Britain is granted the power to send a civil servant to Brussels to watch them pass stupid laws which will hurt our economy. (Article 34)

The UK agrees to spend taxpayers’ money telling everyone how wonderful the agreement is. (Article 37)

Art 40 defines Goods. It seems to includes Services and Agriculture. We may come to discover that actually ‘goods’ means everything.

Articles 40-49 practically mandate the UK’s ongoing membership of the Customs Union in all but name.

The UK will be charged to receive the data/information we need in order to comply with EU law. (Article 50)

The EU will continue to set rules for UK intellectual property law (Article 54 to 61)

The UK will effectively be bound by a non-disclosure agreement swearing us to secrecy regarding any EU developments we have paid to be part. This is not mutual. The EU is not bound by such measures. (Article 74)

The UK is bound by EU rules on procurement rules – which effectively forbids us from seeking better deals elsewhere. (Articles 75 to 78)

We give up all rights to any data the EU made with our money (Art. 103)

The EU decide capital projects (too broadly defined) the UK is liable for. (Art. 144)

The UK is bound by EU state aid laws until future agreement – even in the event of an agreement, this must wait four years to be valid. (Article 93)

Similar advantages and immunities are extended to all former MEPs and to former EU official more generally. (Articles 106-116)

The UK is forbidden from revealing anything the EU told us or tells us about the finer points of deal and its operation. (Article 105).

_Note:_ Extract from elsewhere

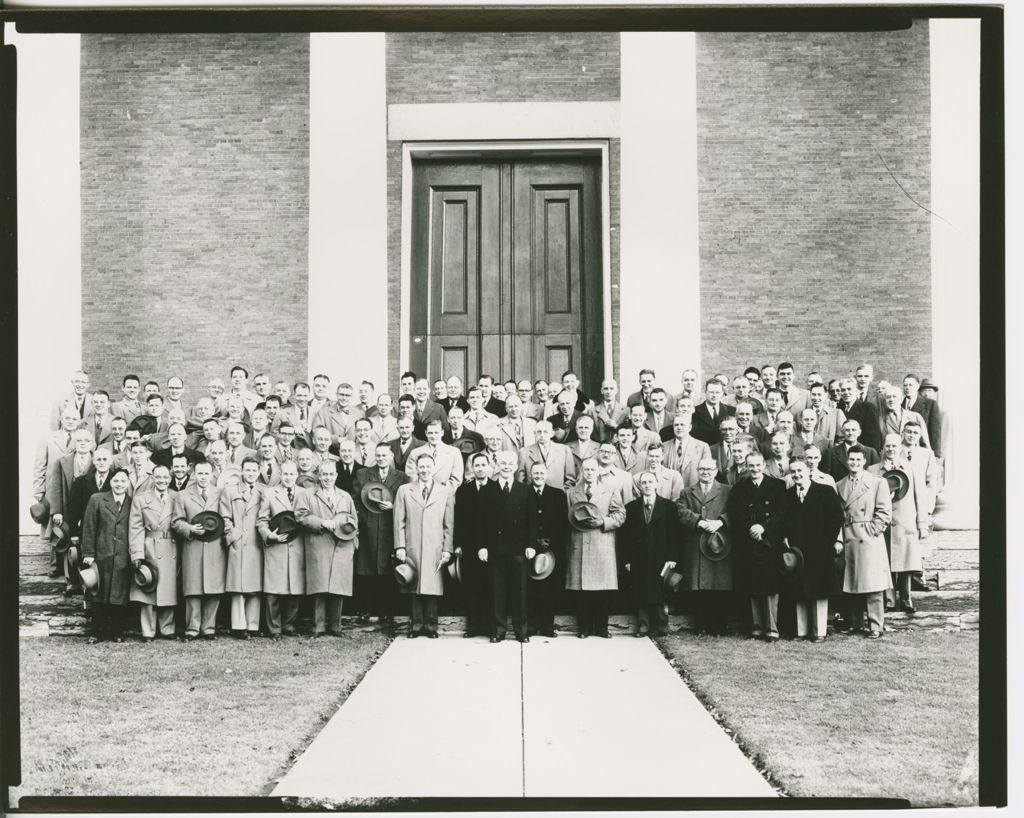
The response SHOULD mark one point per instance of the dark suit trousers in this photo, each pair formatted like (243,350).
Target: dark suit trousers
(592,610)
(508,591)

Any powers the UK parliament might have had to mitigate EU law are officially removed. (Article 128)

The UK shall be liable for any “outstanding commitments” after 2022 (Article 142(2) expressly mentions pensions, which gives us an idea as to who probably negotiated this). The amount owed will be calculated by the EU. (Articles 140-142)

The UK will be liable for future EU lending. As anyone familiar with the EU’s financials knows, this is not good. (Article143)

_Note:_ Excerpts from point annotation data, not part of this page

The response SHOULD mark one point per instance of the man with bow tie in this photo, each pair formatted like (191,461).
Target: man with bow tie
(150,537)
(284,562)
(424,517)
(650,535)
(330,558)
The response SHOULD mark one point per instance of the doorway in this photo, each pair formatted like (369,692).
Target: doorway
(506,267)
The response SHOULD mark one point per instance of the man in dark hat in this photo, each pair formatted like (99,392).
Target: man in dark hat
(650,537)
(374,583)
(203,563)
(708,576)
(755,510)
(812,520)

The UK will remain liable for capital projects approved by the European Investment Bank. (Article 150).

The UK will remain a ‘party’ (i.e. cough up money) for the European Development Fund. (Articles 152-154)

And the EU continues to calculate how much money the UK should pay it. So thank goodness Brussels does not have any accountancy issues.

The UK will remain bound (i.e coughing up money) to the European Union Emergency Trust Fund – which deals with irregular migration (i.e. refugees) and displaced persons heading to Europe. (Article 155)

The agreement will be policed by ‘the Authority’ – a new UK-based body with ‘powers equivalent to those of the European Commission’. (Article 159)

The EU admits, in Art. 184, that it is in breach of  Article 50 of the Lisbon Treaty which oblige it to “conclude an agreement” of the terms of UK leaving the EU. We must now, it seems, “negotiate expeditiously the agreements governing their future relationship.” And if the EU does not? We settle down to this Agreement.